= Edwin Arnold Vail =

Canadian politician

Edwin Arnold Vail (August 19, 1817 - July 31, 1885) was a physician and political figure in the Province of New Brunswick, Canada. He represented Kings County in the Legislative Assembly of New Brunswick from 1857 to 1866, from 1870 to 1874 and from 1878 to 1885.

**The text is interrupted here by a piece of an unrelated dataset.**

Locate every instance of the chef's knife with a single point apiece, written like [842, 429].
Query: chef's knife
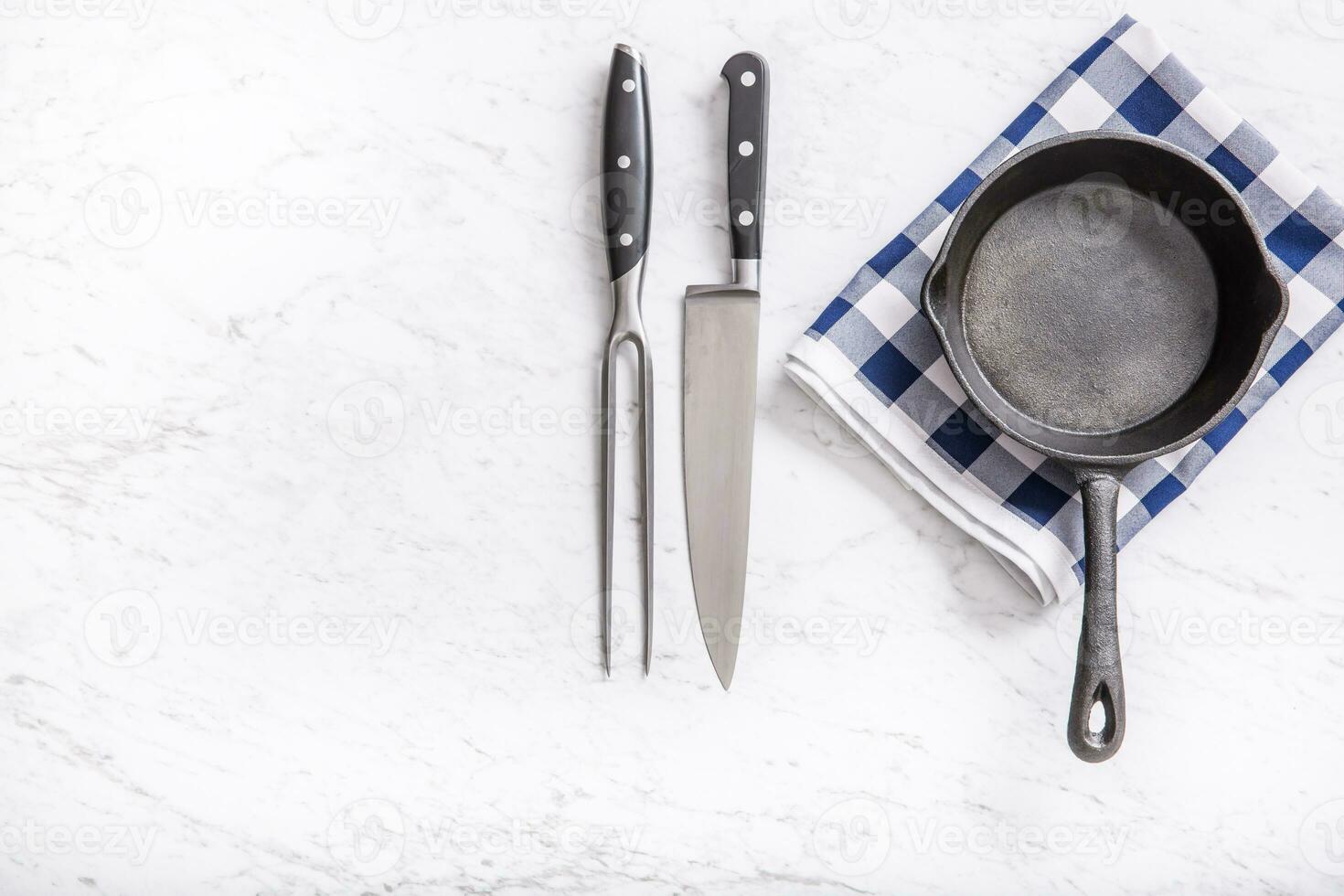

He was born in Sussex Vale, New Brunswick, the son of John Cougle Vail and Charlotte Hannah Arnold, and studied medicine in Edinburgh and Glasgow. He returned home and set up practice in King's County. He also served as surgeon for the local militia. In 1842, he married Frances Charlotte Cougle. Vail was an opponent of Confederation. He served as Speaker for the New Brunswick assembly from 1865 to 1866, when he was defeated in a general election. Vail was reelected in 1870 and again served as speaker from 1871 to 1874. He married Harriet Courtland Murphy in 1873 after the death of his first wife. He was defeated again in 1874 but reelected in 1878. Vail served as a minister without portfolio in the Executive Council from 1883 to 1885. He was president of the New Brunswick Medical Society from 1883 to 1884. In April 1885, Vail was named to the province's Legislative Council. He died a few months later in Sussex at the age of 67.

His brother William Berrian Vail served in the Nova Scotia assembly and the Canadian House of Commons.